チルチルとミチル(完)
し
何であんな裏町の橋から落ちたんだ?っつー話になって。
トムさんと池袋で取り立ての仕事を終わらせてから、喧嘩して気絶したと正直に話した。
ら、いきなり胸ぐらを掴まれた。
怒りよりも先によく分からないことで怒鳴ってくる、市長さんに俺は混乱させられた。
トムさんはずっと前に死んでるとか…船大工とか…池袋がグランドラインのどこなのかとか、どこの海なんだとか…。
お互い混乱して、よく分からなくて。
先に我に返った市長さんが俺に謝って、何時間も話をした…っつーか、俺は質問に答えただけだったけどな。
住んでた場所を聞かれて地図に書いてみて、変な地図を見せられてどこだと聞かれても俺には分かんねぇ。
ペンとかは、なんか映画で見たような羽ペンとかしかねぇし…何よりも違ったのが、言葉と文字。

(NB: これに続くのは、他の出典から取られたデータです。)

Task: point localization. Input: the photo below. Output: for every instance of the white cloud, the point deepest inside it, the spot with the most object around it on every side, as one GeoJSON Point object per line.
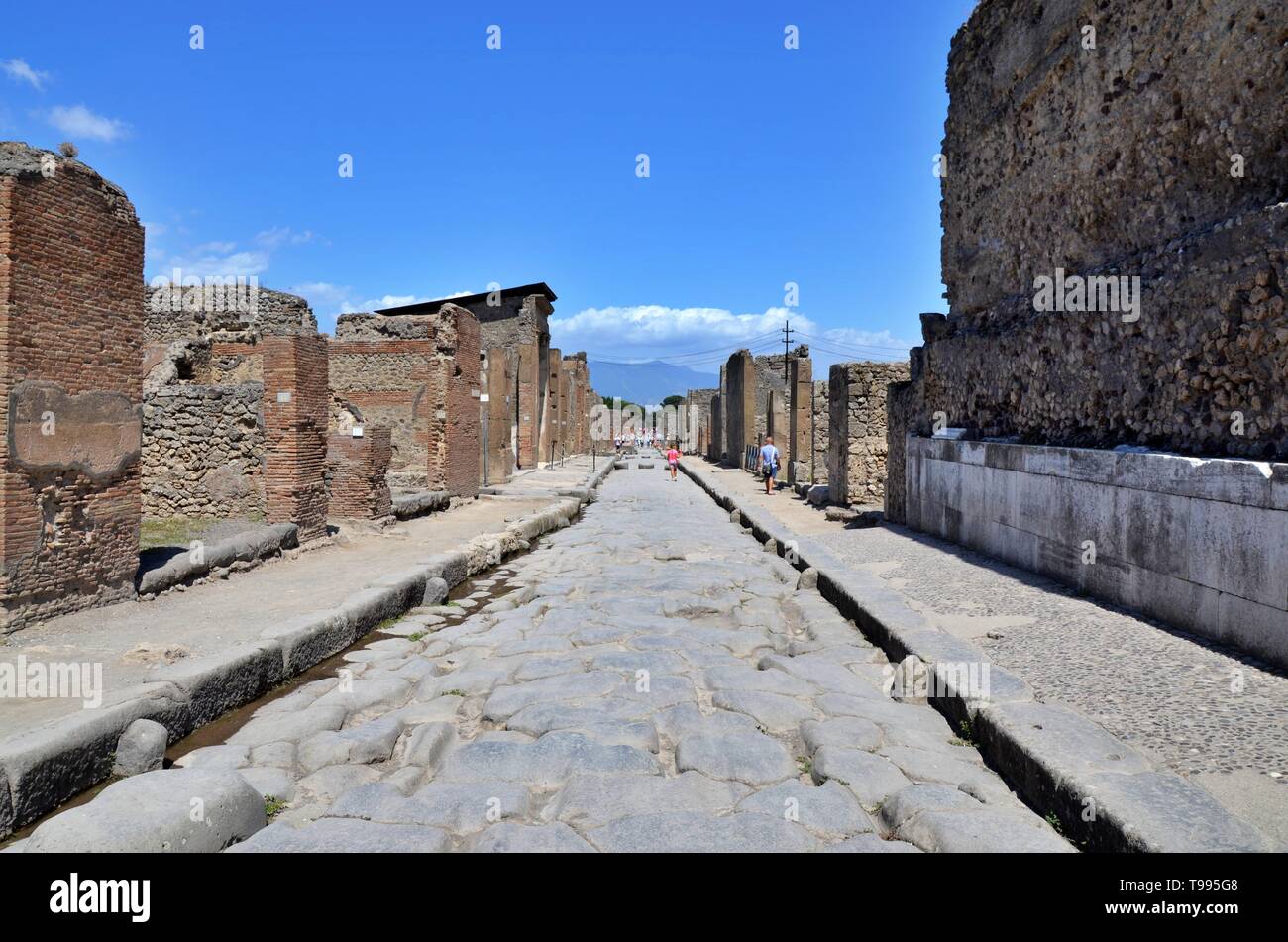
{"type": "Point", "coordinates": [21, 72]}
{"type": "Point", "coordinates": [702, 338]}
{"type": "Point", "coordinates": [80, 121]}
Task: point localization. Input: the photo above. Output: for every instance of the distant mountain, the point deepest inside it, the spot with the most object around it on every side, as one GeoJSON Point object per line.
{"type": "Point", "coordinates": [647, 383]}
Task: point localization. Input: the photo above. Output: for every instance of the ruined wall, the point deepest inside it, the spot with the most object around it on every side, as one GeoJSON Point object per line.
{"type": "Point", "coordinates": [235, 313]}
{"type": "Point", "coordinates": [359, 475]}
{"type": "Point", "coordinates": [857, 424]}
{"type": "Point", "coordinates": [820, 430]}
{"type": "Point", "coordinates": [385, 376]}
{"type": "Point", "coordinates": [71, 344]}
{"type": "Point", "coordinates": [799, 444]}
{"type": "Point", "coordinates": [1113, 162]}
{"type": "Point", "coordinates": [1061, 156]}
{"type": "Point", "coordinates": [698, 413]}
{"type": "Point", "coordinates": [454, 381]}
{"type": "Point", "coordinates": [741, 411]}
{"type": "Point", "coordinates": [296, 409]}
{"type": "Point", "coordinates": [204, 451]}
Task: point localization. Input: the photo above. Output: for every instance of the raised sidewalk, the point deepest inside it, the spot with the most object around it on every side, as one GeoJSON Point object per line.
{"type": "Point", "coordinates": [241, 637]}
{"type": "Point", "coordinates": [1131, 735]}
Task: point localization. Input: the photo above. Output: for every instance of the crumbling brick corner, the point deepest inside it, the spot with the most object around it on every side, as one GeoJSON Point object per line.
{"type": "Point", "coordinates": [357, 473]}
{"type": "Point", "coordinates": [857, 455]}
{"type": "Point", "coordinates": [71, 343]}
{"type": "Point", "coordinates": [455, 383]}
{"type": "Point", "coordinates": [296, 407]}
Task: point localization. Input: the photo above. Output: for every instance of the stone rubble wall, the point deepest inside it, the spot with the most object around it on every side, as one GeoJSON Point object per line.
{"type": "Point", "coordinates": [71, 344]}
{"type": "Point", "coordinates": [359, 475]}
{"type": "Point", "coordinates": [1060, 156]}
{"type": "Point", "coordinates": [204, 452]}
{"type": "Point", "coordinates": [857, 424]}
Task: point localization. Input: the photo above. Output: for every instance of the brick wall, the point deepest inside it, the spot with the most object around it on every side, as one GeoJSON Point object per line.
{"type": "Point", "coordinates": [858, 447]}
{"type": "Point", "coordinates": [296, 408]}
{"type": "Point", "coordinates": [357, 473]}
{"type": "Point", "coordinates": [71, 345]}
{"type": "Point", "coordinates": [454, 379]}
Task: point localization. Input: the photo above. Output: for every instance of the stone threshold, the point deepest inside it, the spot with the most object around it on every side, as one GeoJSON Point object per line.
{"type": "Point", "coordinates": [43, 767]}
{"type": "Point", "coordinates": [1107, 795]}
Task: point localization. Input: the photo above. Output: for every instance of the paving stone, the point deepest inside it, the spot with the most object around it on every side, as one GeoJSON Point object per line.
{"type": "Point", "coordinates": [871, 778]}
{"type": "Point", "coordinates": [681, 831]}
{"type": "Point", "coordinates": [827, 809]}
{"type": "Point", "coordinates": [154, 813]}
{"type": "Point", "coordinates": [845, 732]}
{"type": "Point", "coordinates": [871, 843]}
{"type": "Point", "coordinates": [747, 757]}
{"type": "Point", "coordinates": [346, 835]}
{"type": "Point", "coordinates": [773, 712]}
{"type": "Point", "coordinates": [458, 807]}
{"type": "Point", "coordinates": [592, 800]}
{"type": "Point", "coordinates": [982, 831]}
{"type": "Point", "coordinates": [545, 764]}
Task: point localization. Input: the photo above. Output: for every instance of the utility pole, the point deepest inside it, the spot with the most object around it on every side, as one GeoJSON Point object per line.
{"type": "Point", "coordinates": [787, 347]}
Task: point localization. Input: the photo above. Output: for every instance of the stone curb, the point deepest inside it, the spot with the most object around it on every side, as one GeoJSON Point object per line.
{"type": "Point", "coordinates": [43, 767]}
{"type": "Point", "coordinates": [252, 546]}
{"type": "Point", "coordinates": [408, 506]}
{"type": "Point", "coordinates": [1060, 762]}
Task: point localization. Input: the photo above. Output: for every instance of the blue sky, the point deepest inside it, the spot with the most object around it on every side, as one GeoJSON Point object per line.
{"type": "Point", "coordinates": [513, 164]}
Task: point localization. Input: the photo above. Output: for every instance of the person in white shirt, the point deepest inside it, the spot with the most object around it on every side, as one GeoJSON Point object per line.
{"type": "Point", "coordinates": [768, 464]}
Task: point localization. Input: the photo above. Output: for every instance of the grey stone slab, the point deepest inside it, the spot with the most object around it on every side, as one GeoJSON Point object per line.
{"type": "Point", "coordinates": [545, 764]}
{"type": "Point", "coordinates": [346, 835]}
{"type": "Point", "coordinates": [846, 732]}
{"type": "Point", "coordinates": [592, 800]}
{"type": "Point", "coordinates": [871, 778]}
{"type": "Point", "coordinates": [772, 712]}
{"type": "Point", "coordinates": [510, 837]}
{"type": "Point", "coordinates": [982, 831]}
{"type": "Point", "coordinates": [141, 748]}
{"type": "Point", "coordinates": [871, 843]}
{"type": "Point", "coordinates": [827, 809]}
{"type": "Point", "coordinates": [746, 757]}
{"type": "Point", "coordinates": [155, 813]}
{"type": "Point", "coordinates": [679, 831]}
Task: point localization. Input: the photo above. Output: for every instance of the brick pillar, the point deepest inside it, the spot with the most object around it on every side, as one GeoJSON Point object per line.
{"type": "Point", "coordinates": [296, 405]}
{"type": "Point", "coordinates": [800, 389]}
{"type": "Point", "coordinates": [528, 408]}
{"type": "Point", "coordinates": [357, 470]}
{"type": "Point", "coordinates": [71, 347]}
{"type": "Point", "coordinates": [452, 392]}
{"type": "Point", "coordinates": [500, 411]}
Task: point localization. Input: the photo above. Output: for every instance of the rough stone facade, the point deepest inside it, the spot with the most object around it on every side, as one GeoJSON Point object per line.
{"type": "Point", "coordinates": [1061, 156]}
{"type": "Point", "coordinates": [204, 451]}
{"type": "Point", "coordinates": [857, 425]}
{"type": "Point", "coordinates": [71, 343]}
{"type": "Point", "coordinates": [739, 378]}
{"type": "Point", "coordinates": [1106, 163]}
{"type": "Point", "coordinates": [454, 379]}
{"type": "Point", "coordinates": [359, 475]}
{"type": "Point", "coordinates": [296, 409]}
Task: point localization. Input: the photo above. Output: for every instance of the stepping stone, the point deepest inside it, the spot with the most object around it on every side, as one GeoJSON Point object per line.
{"type": "Point", "coordinates": [342, 835]}
{"type": "Point", "coordinates": [827, 809]}
{"type": "Point", "coordinates": [748, 757]}
{"type": "Point", "coordinates": [509, 837]}
{"type": "Point", "coordinates": [686, 831]}
{"type": "Point", "coordinates": [592, 800]}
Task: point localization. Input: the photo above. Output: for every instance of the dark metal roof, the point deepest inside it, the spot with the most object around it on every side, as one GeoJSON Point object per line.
{"type": "Point", "coordinates": [428, 306]}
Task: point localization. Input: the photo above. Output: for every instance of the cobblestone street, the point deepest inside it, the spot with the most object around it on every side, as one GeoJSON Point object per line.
{"type": "Point", "coordinates": [647, 680]}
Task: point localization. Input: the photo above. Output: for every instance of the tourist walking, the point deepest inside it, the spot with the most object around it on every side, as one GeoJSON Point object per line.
{"type": "Point", "coordinates": [769, 464]}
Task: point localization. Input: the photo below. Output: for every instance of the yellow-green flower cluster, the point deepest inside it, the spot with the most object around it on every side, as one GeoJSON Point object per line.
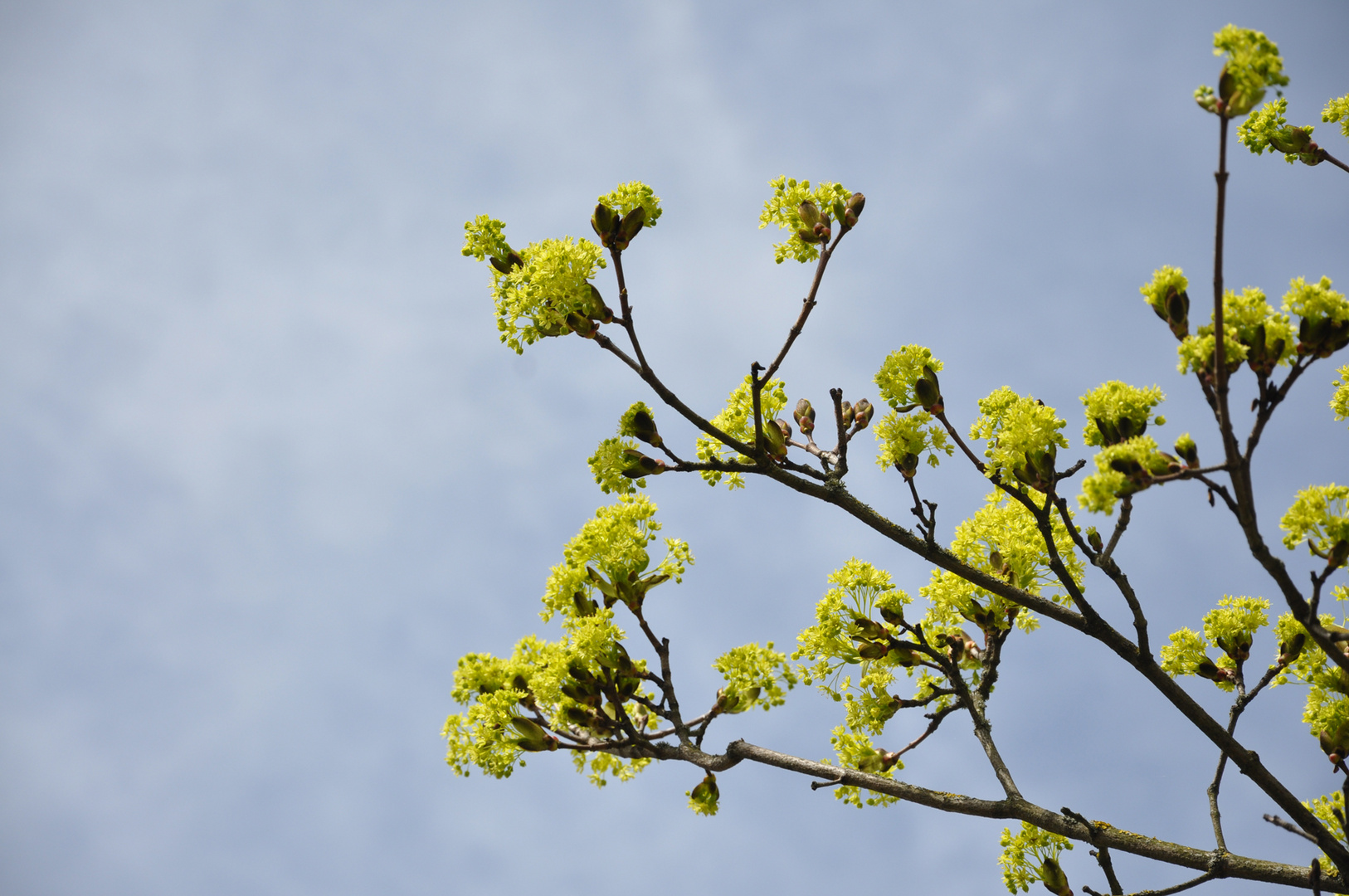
{"type": "Point", "coordinates": [1269, 129]}
{"type": "Point", "coordinates": [1230, 628]}
{"type": "Point", "coordinates": [616, 463]}
{"type": "Point", "coordinates": [1327, 684]}
{"type": "Point", "coordinates": [1258, 129]}
{"type": "Point", "coordinates": [1320, 519]}
{"type": "Point", "coordinates": [1340, 400]}
{"type": "Point", "coordinates": [633, 195]}
{"type": "Point", "coordinates": [1017, 430]}
{"type": "Point", "coordinates": [782, 208]}
{"type": "Point", "coordinates": [827, 646]}
{"type": "Point", "coordinates": [607, 465]}
{"type": "Point", "coordinates": [1123, 470]}
{"type": "Point", "coordinates": [754, 676]}
{"type": "Point", "coordinates": [1163, 281]}
{"type": "Point", "coordinates": [1030, 857]}
{"type": "Point", "coordinates": [1325, 809]}
{"type": "Point", "coordinates": [495, 729]}
{"type": "Point", "coordinates": [737, 421]}
{"type": "Point", "coordinates": [1252, 316]}
{"type": "Point", "coordinates": [1002, 540]}
{"type": "Point", "coordinates": [537, 288]}
{"type": "Point", "coordinates": [1337, 110]}
{"type": "Point", "coordinates": [1316, 299]}
{"type": "Point", "coordinates": [1109, 405]}
{"type": "Point", "coordinates": [704, 796]}
{"type": "Point", "coordinates": [1252, 65]}
{"type": "Point", "coordinates": [855, 751]}
{"type": "Point", "coordinates": [556, 683]}
{"type": "Point", "coordinates": [900, 370]}
{"type": "Point", "coordinates": [614, 543]}
{"type": "Point", "coordinates": [1197, 350]}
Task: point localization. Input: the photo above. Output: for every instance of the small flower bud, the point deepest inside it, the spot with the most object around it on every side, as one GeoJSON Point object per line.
{"type": "Point", "coordinates": [603, 220]}
{"type": "Point", "coordinates": [810, 213]}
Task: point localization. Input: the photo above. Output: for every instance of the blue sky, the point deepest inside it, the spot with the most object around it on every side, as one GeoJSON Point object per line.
{"type": "Point", "coordinates": [266, 473]}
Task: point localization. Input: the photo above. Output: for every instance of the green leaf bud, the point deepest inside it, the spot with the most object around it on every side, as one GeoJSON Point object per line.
{"type": "Point", "coordinates": [810, 213]}
{"type": "Point", "coordinates": [928, 393]}
{"type": "Point", "coordinates": [1054, 879]}
{"type": "Point", "coordinates": [703, 798]}
{"type": "Point", "coordinates": [640, 465]}
{"type": "Point", "coordinates": [532, 738]}
{"type": "Point", "coordinates": [582, 325]}
{"type": "Point", "coordinates": [631, 226]}
{"type": "Point", "coordinates": [637, 421]}
{"type": "Point", "coordinates": [894, 616]}
{"type": "Point", "coordinates": [804, 416]}
{"type": "Point", "coordinates": [775, 437]}
{"type": "Point", "coordinates": [1291, 650]}
{"type": "Point", "coordinates": [1189, 451]}
{"type": "Point", "coordinates": [605, 223]}
{"type": "Point", "coordinates": [870, 650]}
{"type": "Point", "coordinates": [1291, 139]}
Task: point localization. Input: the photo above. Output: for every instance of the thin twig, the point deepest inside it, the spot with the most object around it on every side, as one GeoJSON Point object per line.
{"type": "Point", "coordinates": [1288, 826]}
{"type": "Point", "coordinates": [1103, 853]}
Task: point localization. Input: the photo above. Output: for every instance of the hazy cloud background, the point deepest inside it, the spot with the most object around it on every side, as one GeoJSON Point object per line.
{"type": "Point", "coordinates": [266, 473]}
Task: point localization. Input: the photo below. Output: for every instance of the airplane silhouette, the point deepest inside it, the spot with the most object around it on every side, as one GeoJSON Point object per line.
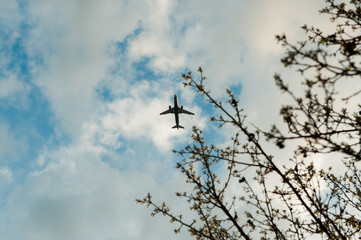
{"type": "Point", "coordinates": [176, 110]}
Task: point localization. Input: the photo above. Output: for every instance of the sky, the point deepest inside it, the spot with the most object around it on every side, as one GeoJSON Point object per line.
{"type": "Point", "coordinates": [82, 84]}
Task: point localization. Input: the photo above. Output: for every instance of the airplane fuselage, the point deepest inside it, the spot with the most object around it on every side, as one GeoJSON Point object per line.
{"type": "Point", "coordinates": [176, 110]}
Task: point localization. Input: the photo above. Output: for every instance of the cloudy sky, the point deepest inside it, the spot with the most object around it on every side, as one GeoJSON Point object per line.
{"type": "Point", "coordinates": [82, 83]}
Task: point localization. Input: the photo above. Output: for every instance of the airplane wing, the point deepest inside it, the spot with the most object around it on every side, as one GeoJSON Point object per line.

英語は高校生の時以来だしその他の国の言葉も知らないから断言はできねぇけど…多分、文字は英語。
でも話しているのは日本語。
俺の名前を聞いて変な顔したのは、俺を知ってた訳じゃなく…どっちが名前なんだか分からなかったから。
ついでに言うとお金も見たことのないものだった。
トムさんも、俺の世界のトムさんとここのトムさんは違うってことも分かった。
「ンマー…いきなり掴みかかってすなまかったな…」
『いや…仕方ねぇっすよ…市長さん』
俺たちが現状を理解するのに二日かかった。
んで、俺がここでの常識を覚えるのに丸三日かかった…こんな見ず知らずの俺にこれだけ親切にしてくれた人。
今俺はまだ混乱してる。
なんで違う世界にいるんだろうとか、帰れるんだろうかとか…早くここで自立しなきゃいけねぇって。
新しい世界。
俺の暴力を…平和島静雄を、知らない世界。
「おい。静雄…飯行くぞ…」
『うっす、市長さん』
「…なぁ何が食べたい?俺ぁなぁ…」
帰るまで少しだけは休んでもいいだろうか。
暴力を隠して生きていっても構わねぇだろうか…どうか、どうか。このゆったりとした時間を…もう少し。